Hans-Ulrich Schär: Es geht weiter. Ich bewerbe mich um eine weitere Amtsperiode. Zuerst als Gemeinderat, dann als Gemeindeammann.

Warum treten Sie nochmals an?

Wir haben viel erreicht im Gemeinderat, entsprechend ist bei mir die Motivation hoch. Das Team ist besser unterwegs, als man vielleicht am Stammtisch erzählt. Aktuell haben wir viele Infrastruktur-Projekte. Es braucht jemanden, der den Bogen darüberspannt, der die Leute im Fokus hat, dem der Zusammenhalt wichtig ist. 2023 feiern wir 900 Jahre Aarburg, schreiben die neuere Stadtgeschichte nieder. Das ist für mich eine grosse Motivation.
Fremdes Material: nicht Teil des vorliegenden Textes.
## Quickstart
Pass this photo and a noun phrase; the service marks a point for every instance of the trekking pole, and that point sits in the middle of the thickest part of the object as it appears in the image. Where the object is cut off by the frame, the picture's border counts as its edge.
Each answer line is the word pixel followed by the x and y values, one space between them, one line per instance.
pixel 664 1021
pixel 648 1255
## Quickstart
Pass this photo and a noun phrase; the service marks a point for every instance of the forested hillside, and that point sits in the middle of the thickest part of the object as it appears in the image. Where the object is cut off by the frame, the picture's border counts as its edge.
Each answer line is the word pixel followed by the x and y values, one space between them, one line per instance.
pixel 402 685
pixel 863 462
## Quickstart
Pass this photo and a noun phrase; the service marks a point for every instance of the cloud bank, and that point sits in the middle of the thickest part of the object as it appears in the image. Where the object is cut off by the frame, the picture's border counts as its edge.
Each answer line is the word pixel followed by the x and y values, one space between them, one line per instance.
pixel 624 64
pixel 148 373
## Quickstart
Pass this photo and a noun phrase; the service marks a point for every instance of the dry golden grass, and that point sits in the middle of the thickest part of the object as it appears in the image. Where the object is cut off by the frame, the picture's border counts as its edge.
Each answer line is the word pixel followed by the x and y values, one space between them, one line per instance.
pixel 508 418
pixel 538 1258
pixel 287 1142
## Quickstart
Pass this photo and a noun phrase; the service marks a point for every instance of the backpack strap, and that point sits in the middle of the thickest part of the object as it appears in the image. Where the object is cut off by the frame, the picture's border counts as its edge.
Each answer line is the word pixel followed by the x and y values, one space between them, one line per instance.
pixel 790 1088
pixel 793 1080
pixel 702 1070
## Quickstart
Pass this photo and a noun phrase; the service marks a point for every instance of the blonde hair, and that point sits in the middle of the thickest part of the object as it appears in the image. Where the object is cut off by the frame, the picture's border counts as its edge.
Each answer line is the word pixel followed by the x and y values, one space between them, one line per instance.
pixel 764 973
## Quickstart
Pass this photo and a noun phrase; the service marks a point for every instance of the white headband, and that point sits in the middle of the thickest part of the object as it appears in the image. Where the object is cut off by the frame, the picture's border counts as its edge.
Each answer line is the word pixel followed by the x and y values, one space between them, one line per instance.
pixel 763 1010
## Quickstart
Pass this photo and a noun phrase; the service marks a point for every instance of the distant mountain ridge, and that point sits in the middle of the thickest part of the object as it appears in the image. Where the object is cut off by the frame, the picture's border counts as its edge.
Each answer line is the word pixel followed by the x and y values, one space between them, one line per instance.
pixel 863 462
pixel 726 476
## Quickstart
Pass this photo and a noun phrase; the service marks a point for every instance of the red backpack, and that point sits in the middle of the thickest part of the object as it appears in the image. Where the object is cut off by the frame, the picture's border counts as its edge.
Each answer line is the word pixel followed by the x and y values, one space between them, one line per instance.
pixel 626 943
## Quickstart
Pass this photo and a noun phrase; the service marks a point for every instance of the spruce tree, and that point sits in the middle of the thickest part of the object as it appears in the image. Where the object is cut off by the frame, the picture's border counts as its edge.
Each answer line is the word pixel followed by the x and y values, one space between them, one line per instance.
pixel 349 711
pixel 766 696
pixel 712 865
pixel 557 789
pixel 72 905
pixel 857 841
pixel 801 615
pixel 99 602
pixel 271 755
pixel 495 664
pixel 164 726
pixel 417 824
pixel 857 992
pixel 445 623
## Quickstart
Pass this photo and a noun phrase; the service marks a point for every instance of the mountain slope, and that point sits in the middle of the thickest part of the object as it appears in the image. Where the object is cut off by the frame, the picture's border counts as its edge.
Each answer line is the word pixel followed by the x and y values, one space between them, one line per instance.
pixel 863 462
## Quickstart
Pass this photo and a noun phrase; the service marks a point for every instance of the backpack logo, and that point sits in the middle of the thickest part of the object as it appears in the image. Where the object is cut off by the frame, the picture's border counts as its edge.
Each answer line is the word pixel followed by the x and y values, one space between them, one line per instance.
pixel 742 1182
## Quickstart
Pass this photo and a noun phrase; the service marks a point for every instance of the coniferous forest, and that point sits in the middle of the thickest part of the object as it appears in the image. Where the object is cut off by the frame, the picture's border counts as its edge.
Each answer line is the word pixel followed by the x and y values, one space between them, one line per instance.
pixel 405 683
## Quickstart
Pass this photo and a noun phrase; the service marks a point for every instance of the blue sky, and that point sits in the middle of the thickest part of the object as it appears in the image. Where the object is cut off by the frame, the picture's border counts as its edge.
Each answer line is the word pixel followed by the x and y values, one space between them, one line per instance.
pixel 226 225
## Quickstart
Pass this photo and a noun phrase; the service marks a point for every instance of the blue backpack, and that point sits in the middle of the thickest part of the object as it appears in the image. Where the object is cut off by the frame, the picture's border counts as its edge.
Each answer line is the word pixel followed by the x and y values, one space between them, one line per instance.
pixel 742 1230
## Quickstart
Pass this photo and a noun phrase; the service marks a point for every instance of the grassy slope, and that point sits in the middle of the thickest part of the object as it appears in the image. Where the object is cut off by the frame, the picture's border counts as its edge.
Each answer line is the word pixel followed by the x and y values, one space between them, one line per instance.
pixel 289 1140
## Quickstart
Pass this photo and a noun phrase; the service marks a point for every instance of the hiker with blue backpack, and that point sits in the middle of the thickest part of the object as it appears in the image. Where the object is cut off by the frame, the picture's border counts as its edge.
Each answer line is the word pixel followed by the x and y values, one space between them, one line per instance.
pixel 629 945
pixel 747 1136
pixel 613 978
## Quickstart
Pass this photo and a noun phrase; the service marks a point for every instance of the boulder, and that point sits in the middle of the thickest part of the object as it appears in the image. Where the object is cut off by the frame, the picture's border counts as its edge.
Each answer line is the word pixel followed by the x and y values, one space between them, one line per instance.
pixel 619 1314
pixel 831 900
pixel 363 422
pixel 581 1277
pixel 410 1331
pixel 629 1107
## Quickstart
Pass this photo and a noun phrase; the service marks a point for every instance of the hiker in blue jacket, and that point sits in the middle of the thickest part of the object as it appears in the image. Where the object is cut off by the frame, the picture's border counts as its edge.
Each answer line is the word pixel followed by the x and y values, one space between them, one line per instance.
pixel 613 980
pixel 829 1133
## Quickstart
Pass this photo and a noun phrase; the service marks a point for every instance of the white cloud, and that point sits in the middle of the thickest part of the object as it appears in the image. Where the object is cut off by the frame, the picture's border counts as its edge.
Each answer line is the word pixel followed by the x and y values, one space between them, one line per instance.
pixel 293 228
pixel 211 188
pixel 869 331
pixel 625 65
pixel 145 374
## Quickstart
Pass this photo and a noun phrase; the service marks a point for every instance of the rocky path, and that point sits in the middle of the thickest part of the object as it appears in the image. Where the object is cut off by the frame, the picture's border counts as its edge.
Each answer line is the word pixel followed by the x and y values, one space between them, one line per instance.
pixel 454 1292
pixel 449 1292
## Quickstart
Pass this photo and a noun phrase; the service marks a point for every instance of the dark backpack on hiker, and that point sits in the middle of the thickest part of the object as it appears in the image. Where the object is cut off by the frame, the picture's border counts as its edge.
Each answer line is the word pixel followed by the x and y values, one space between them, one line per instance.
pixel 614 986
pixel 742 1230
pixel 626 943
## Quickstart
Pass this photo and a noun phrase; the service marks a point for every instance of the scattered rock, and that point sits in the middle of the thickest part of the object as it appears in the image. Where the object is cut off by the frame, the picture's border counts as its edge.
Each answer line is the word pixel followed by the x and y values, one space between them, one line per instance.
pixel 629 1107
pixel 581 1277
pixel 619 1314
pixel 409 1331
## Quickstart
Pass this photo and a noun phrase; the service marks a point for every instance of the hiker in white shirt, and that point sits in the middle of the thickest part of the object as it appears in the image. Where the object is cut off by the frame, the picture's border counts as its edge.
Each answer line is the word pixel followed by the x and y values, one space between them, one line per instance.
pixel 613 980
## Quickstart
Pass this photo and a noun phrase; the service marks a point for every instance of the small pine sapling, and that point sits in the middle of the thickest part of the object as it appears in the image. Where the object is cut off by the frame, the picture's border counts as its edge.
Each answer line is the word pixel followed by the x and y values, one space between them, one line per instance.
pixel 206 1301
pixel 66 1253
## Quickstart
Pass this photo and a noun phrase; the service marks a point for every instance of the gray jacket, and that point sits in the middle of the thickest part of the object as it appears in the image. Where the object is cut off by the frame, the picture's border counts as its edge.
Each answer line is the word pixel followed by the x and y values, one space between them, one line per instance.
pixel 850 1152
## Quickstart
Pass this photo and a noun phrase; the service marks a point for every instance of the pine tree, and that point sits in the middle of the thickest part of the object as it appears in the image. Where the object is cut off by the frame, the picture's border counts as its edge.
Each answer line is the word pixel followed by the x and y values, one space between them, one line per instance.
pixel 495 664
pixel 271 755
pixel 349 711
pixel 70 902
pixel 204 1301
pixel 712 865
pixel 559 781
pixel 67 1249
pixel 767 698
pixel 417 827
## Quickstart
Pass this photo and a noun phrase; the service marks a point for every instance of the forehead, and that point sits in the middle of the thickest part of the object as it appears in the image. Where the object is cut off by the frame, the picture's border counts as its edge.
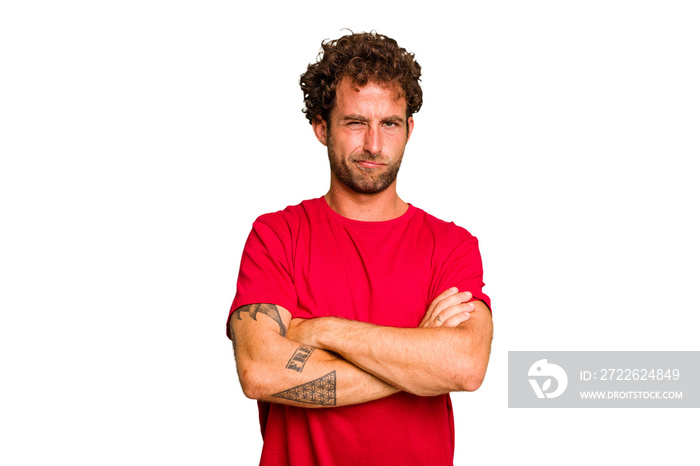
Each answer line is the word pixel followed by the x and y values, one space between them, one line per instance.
pixel 372 99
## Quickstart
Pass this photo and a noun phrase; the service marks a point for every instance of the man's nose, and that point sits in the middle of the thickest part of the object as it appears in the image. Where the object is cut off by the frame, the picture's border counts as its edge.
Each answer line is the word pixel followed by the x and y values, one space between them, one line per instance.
pixel 373 141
Hängt es auch damit zusammen, dass Sie ein Ur-Aarburger sind?

(lacht) Ja, ich bin ja der Einzige im ­Gemeinderat neben Rolf Walser, der auch die Schule in Aarburg besucht hat. Das merkt man manchmal schon im Gremium. Eine Aussensicht schadet sicher nicht. Frische Ideen und andere Blicke auf Aarburg auch nicht. Aber ich habe im Rat auch schon gefragt: Wo befindet sich der Galgen in Aarburg? Von fünf wussten das zwei – also Rolf Walser und ich. Das ist schon speziell. Strategie und Prozesse haben alle im Griff, aber es gibt Dinge, die darüber hinausgehen, und das ist mir wichtig. Das Städtli ist eine Herzensangelegenheit für mich.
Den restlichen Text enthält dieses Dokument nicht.